Gepubliceerd op 29-06-2020

adeldom, Wet op de

betekenis & definitie

Wet uit 1994 die verlening van Nederlandse adeldom regelt. Tot 1983 stond in de Grondwet dat de Koning tot het verlenen van adeldom gerechtigd is.

In de Wet op de adeldom is bepaald dat met uitzondering van de leden van het Koninklijk Huis nieuwe verleningen van adeldom door de Koning niet mogelijk zijn en dat overerving via de vrouwelijke lijn uitgesloten blijft. Wel bestaat de mogelijkheid nog om erkenning te vragen dat men deel uitmaakt van de Nederlandse adel, als men kan aantonen te behoren tot een geslacht dat al vóór 1795 behoorde tot de Nederlandse inheemse adel. Dit komt in de praktijk vrijwel niet meer voor.Op 25 januari 2002 werden prinses Máxima met ingang van de datum van haar huwelijk de titels Prinses der Nederlanden en Prinses van Oranje-Nassau verleend en daarmee werd haar adeldom verleend. Eerdere verlening van Nederlandse adeldom aan leden van het Koninklijk Huis betrof prins Hendrik (1901), prins Bernhard (1937) en prins Claus (1966).

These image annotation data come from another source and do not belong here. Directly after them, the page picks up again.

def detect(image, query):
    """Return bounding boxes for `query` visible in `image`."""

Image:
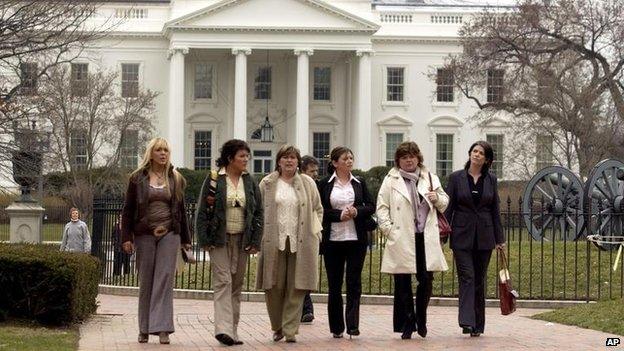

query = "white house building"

[4,0,552,192]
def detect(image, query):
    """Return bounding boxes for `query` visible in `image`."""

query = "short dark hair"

[394,141,425,168]
[300,155,320,172]
[464,140,494,174]
[327,146,353,174]
[217,139,251,168]
[275,144,301,173]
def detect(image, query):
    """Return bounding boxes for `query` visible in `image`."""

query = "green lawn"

[103,241,624,300]
[0,223,65,241]
[532,299,624,335]
[0,321,79,351]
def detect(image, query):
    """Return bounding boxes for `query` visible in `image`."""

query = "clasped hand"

[340,206,357,222]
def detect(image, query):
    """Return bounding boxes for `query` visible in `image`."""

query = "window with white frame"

[69,129,87,170]
[193,130,212,170]
[193,62,213,99]
[252,150,273,174]
[436,68,455,102]
[254,66,272,100]
[487,69,505,103]
[19,62,38,95]
[537,70,555,104]
[71,63,89,96]
[386,67,405,101]
[312,132,331,177]
[119,129,139,169]
[535,135,554,171]
[436,134,453,178]
[485,134,504,179]
[312,67,331,101]
[121,63,139,97]
[386,133,403,167]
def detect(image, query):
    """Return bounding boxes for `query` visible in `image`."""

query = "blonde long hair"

[131,137,186,201]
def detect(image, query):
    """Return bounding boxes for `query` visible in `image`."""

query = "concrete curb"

[98,285,594,309]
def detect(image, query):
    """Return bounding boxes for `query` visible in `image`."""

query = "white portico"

[164,0,378,169]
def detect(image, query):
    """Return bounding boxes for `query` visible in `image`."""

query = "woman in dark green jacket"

[195,139,263,346]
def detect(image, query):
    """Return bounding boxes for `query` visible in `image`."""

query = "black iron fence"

[0,199,624,300]
[92,200,624,300]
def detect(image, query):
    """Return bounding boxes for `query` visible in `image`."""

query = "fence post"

[91,199,106,272]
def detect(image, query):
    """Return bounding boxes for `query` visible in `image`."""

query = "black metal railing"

[0,199,624,301]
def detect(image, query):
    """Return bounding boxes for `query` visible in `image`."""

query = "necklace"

[150,170,165,186]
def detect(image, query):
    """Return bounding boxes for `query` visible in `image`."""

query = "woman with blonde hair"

[256,145,323,342]
[121,138,191,344]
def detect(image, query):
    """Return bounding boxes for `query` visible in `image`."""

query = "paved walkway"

[79,295,622,351]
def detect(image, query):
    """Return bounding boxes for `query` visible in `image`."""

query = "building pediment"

[165,0,379,33]
[427,116,464,128]
[310,115,340,126]
[377,115,412,127]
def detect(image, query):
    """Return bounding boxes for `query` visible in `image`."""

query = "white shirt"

[275,179,299,252]
[329,173,360,241]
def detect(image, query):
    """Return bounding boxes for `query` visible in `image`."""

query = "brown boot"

[158,332,170,344]
[139,333,149,344]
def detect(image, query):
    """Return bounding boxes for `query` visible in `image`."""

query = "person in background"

[256,145,323,342]
[61,207,91,253]
[121,137,191,344]
[112,214,130,275]
[444,141,505,337]
[195,139,264,346]
[299,155,319,323]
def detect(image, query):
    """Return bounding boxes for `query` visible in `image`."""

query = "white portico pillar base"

[351,51,372,171]
[295,49,314,155]
[232,48,251,140]
[167,48,188,167]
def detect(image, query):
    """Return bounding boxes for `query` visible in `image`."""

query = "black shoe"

[416,325,427,338]
[215,334,234,346]
[347,328,360,336]
[301,313,314,323]
[273,329,284,342]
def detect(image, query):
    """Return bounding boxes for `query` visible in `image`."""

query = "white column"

[351,50,372,171]
[295,49,314,155]
[232,48,251,140]
[167,48,188,167]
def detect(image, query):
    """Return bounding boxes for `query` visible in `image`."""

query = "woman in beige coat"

[256,145,323,342]
[377,142,449,339]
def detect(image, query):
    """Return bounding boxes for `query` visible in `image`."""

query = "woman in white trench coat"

[377,142,449,339]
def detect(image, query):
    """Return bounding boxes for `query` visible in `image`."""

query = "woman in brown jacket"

[121,138,191,344]
[256,145,323,342]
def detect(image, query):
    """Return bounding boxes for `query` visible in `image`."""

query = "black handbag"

[364,215,377,232]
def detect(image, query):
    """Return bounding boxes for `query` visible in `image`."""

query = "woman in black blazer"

[319,146,375,338]
[445,141,505,336]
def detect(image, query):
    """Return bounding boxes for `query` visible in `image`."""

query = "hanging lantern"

[260,114,273,143]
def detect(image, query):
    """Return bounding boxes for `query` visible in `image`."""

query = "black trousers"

[453,249,492,333]
[323,241,366,334]
[301,291,314,316]
[113,250,130,275]
[392,233,433,333]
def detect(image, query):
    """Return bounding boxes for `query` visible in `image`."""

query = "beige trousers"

[210,234,249,340]
[265,241,307,336]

Nederlandse staatsburgers konden bij wijze van overgangsregeling van 1994 tot 1999 nog in de Nederlandse adel ingelijfd worden als hun familie behoorde tot de wettelijk erkende adel van een staat met een vergelijkbaar adelsstatuut. Van deze mogelijkheid maakten de kinderen van prinses Irene en prins Carlos Hugo gebruik. Zij deden hun aanvraag in 1996. De vier kinderen van prinses Irene stammen van vaderszijde uit het geslacht De Bourbon de Parme en hadden uit dien hoofde al Italiaanse en Spaanse koninklijke titels. Omdat zij pas later tot Nederlander genaturaliseerd zijn, moesten zij na afkondiging van de Wet op de adeldom ieder voor zich een aanvraag indienen. Overigens waren er twijfels of wel voldaan werd aan de voorwaarde dat de buitenlandse titel vergelijkbaar moet zijn met de Nederlandse.

De inlijving van de kinderen van prinses Irene en prins Carlos Hugo betekent dat in Nederland behalve de koninklijke familie Van Oranje-Nassau ook leden van een andere koninklijke familie wonen:De Bourbon de Parme. Leden van laatstgenoemde familie behoren echter niet tot het Koninklijk Huis. Inlijving in de Nederlandse adel is sinds 1999 alleen nog mogelijk voor degenen die een aanvraag daartoe indienen bij het verzoek tot verlening van het Nederlanderschap, of bij het bereiken van de meerderjarigheid bij verkrijging van het Nederlanderschap van rechtswege, als de vader van de aanvrager het Nederlanderschap niet reeds bezit. De Wet op de adeldom regelt uitdrukkelijk niet de verlening van de titels Prins(es) van Oranje en Prins(es) der Nederlanden; dit werd in 2002 geregeld in de Wet lidmaatschap Koninklijk Huis.